THE CHRISTIAN LIFE returns again and again to prayer. We pray by ourselves, and we pray with others. Worship draws us to the scriptures, with the psalter at the center of the Bible, which bears witness to the back-and-forth, the disagreement and commitment, the frustration and intimacy, of God’s communication with God’s people—a textual record of conversations across the ages.
With the guidance of these holy words, prayer transfigures us with divine communion, our lives caught up in the life of God. We find ourselves with the disciples when Jesus takes them up the mountain, where “he was transfigured before them” (Mark 9:2). We are Jesus’ companions. He welcomes us into a life of prayer, which is our union with God.

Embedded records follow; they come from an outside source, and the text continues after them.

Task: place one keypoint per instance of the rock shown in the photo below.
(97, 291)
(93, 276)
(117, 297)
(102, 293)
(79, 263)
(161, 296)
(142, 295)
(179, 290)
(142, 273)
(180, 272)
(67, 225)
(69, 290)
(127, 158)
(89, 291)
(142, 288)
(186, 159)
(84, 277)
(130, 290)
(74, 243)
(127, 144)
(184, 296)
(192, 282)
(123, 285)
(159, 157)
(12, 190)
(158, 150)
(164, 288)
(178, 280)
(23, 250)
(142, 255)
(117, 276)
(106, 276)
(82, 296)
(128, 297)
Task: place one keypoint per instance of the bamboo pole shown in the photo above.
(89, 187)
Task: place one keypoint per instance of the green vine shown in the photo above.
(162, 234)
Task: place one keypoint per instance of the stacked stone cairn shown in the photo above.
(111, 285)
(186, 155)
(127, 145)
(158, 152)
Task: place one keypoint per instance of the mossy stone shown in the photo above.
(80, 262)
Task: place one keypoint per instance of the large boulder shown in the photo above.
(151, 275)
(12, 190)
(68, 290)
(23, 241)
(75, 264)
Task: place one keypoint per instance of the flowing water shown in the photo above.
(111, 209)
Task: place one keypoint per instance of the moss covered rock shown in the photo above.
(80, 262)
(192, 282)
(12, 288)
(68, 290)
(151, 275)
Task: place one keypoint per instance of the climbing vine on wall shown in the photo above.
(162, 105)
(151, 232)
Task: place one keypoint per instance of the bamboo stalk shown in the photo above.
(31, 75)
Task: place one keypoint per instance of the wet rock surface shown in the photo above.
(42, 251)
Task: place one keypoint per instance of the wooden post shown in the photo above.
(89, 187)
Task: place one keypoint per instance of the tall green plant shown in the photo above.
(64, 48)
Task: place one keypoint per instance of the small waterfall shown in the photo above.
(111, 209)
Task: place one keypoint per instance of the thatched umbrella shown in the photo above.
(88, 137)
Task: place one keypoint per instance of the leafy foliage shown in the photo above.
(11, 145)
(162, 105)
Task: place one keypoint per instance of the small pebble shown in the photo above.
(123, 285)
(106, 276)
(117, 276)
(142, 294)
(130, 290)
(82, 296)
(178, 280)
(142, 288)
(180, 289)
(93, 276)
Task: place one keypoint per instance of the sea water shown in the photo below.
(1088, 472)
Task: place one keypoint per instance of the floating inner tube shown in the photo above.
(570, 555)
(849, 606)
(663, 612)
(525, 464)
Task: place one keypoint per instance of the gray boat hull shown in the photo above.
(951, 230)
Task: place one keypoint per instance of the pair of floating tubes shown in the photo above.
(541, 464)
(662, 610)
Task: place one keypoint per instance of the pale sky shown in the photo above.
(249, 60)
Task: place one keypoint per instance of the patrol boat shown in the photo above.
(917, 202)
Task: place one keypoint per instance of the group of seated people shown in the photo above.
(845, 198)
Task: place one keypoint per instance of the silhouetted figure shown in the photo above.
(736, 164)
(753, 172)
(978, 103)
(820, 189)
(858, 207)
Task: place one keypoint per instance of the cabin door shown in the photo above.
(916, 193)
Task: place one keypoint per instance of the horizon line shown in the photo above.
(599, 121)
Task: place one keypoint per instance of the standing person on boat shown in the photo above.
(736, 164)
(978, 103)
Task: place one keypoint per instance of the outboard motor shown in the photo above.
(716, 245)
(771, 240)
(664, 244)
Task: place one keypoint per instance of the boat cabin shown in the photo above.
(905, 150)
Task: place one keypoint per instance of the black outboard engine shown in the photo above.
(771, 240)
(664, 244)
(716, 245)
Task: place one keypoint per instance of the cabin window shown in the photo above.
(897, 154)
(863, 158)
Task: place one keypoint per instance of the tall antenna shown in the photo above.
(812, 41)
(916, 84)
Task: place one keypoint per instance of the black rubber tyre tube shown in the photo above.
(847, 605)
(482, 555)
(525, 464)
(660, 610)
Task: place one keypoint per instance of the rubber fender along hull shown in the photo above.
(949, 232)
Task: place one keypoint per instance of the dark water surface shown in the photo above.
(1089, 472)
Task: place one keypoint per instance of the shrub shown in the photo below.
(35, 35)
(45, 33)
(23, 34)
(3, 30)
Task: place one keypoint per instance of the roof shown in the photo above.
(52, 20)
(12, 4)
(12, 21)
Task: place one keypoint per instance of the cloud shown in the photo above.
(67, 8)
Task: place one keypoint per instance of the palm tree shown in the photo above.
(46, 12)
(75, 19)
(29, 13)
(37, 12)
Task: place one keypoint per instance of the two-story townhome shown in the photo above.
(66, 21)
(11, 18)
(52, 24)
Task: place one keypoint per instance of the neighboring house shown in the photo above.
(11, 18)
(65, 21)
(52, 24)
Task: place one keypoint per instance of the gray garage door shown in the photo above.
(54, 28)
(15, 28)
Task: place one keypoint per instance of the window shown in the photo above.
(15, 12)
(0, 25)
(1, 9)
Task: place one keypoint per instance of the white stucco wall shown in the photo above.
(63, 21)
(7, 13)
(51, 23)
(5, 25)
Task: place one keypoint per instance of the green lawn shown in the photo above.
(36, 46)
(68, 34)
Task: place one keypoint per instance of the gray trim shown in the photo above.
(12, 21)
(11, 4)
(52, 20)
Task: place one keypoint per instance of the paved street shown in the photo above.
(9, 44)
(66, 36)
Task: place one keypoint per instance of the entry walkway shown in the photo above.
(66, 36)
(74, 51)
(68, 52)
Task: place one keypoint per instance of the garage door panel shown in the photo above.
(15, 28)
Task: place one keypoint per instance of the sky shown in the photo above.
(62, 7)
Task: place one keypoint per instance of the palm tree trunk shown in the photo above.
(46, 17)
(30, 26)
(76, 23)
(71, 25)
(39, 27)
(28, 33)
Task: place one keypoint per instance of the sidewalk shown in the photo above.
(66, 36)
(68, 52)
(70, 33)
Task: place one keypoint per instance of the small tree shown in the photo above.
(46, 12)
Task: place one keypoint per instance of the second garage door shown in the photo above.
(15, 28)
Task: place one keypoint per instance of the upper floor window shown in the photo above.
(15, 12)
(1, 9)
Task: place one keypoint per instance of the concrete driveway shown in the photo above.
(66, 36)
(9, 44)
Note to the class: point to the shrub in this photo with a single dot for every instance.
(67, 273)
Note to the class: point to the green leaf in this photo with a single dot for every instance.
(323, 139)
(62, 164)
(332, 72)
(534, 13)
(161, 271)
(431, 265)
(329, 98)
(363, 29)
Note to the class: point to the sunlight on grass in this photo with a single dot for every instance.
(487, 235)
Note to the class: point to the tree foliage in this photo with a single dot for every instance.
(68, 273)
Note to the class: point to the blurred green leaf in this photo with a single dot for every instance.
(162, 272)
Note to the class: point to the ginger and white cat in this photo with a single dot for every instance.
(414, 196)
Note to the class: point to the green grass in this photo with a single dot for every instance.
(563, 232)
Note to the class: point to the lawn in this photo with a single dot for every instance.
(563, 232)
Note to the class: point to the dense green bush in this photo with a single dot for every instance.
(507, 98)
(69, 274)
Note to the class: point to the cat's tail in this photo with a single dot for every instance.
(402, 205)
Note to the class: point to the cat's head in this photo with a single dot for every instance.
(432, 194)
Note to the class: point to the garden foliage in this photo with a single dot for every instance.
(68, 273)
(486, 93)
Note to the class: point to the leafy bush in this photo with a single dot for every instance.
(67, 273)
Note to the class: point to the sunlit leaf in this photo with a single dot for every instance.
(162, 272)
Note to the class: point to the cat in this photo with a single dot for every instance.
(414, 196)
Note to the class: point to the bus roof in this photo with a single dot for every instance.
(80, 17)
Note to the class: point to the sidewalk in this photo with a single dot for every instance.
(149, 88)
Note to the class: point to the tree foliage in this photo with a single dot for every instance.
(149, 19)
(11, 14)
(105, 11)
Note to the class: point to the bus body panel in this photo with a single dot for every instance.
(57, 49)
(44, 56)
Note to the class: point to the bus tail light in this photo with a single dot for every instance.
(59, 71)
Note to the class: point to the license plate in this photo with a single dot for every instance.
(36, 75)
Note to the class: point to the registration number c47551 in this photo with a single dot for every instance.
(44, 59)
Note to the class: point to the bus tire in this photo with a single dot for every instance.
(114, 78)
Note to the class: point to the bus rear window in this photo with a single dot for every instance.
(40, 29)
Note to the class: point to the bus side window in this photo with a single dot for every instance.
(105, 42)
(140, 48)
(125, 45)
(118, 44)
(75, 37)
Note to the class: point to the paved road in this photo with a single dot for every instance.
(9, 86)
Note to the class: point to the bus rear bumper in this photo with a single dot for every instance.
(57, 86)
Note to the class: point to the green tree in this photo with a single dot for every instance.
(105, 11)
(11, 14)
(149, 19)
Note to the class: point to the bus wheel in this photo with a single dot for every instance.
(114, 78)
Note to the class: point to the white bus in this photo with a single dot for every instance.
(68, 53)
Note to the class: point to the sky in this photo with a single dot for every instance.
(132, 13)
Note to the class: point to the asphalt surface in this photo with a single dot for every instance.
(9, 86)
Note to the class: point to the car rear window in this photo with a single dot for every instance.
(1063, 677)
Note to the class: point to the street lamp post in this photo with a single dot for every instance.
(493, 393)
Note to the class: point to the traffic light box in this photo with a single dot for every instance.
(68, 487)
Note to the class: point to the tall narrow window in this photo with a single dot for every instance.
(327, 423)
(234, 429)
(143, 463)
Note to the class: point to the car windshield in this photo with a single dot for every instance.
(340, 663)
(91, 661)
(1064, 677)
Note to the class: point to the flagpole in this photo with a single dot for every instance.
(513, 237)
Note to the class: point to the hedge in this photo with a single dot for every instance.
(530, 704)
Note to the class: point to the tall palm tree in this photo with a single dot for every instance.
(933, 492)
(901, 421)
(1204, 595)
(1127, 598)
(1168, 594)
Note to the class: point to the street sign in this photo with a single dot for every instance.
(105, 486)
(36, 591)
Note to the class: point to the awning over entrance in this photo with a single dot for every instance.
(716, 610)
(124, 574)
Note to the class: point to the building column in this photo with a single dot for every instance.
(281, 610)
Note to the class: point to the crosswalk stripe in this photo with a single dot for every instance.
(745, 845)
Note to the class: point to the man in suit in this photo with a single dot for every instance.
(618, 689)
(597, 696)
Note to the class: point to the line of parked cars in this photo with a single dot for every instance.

In After the Spirit, theologian Eugene Rogers uses the traditional language of church doctrine to describe this process of deification. “The Holy Spirit incorporates human prayer into the prayer of the Son to the Father.” In the biblical scene, we are standing there with Jesus on the mountain as the thick presence of heaven descends on him like a cloud (Mark 9:7). “Prayer is a transfiguration of human beings,” Rogers explains. This story is about our participation in the trinitarian life of God.
The Bible passages this month lead us from Epiphany to Lent, with Transfiguration Sunday as our transition from one season to the next. During Lent we open ourselves to how the light of Epiphany’s revelations about God exposes sin’s insidious powers in our lives and in the world.